Introduction: A 76-yr-old woman was admitted to our department for recurrent hot flushes, sweating and dizziness associated with fasting hypoglycemia. Physical examination revealed abdominal obesity and ascites.

Aim(s):

Materials and methods: Fasting test was performed and at the fifth hour, the patient showed neuroglycopenia symptoms and blood samples revealed inappropriately elevated insulin and C-peptide levels.
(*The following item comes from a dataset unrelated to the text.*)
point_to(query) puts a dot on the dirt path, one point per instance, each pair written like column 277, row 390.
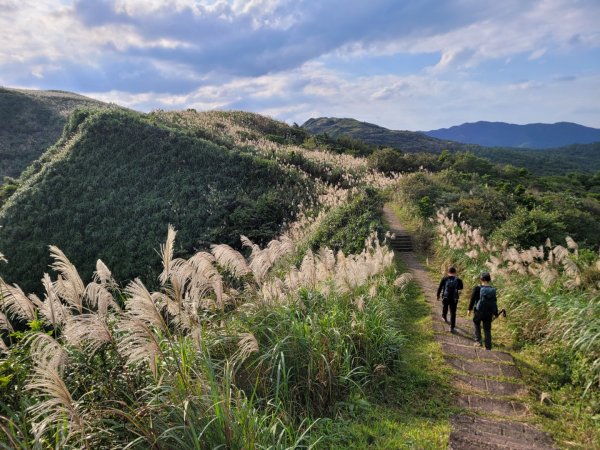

An abdominal US showed a 10 cm diameter disomogeneous mass in the left adnexal region, CT confirmed the necrotic-colliquative expansive lesion in left adnexal and described ascites. Blood tests showed abnormal levels of CgA, CEA, AFP, CA125, CA19.9, LH, FSH, testosteron, progesteron and 17-β-estradiol; normal values of βHCG, NSE and CA15.3. A 18FDG-PET described pathological uptake in left adnexal while Octreoscan® was negative.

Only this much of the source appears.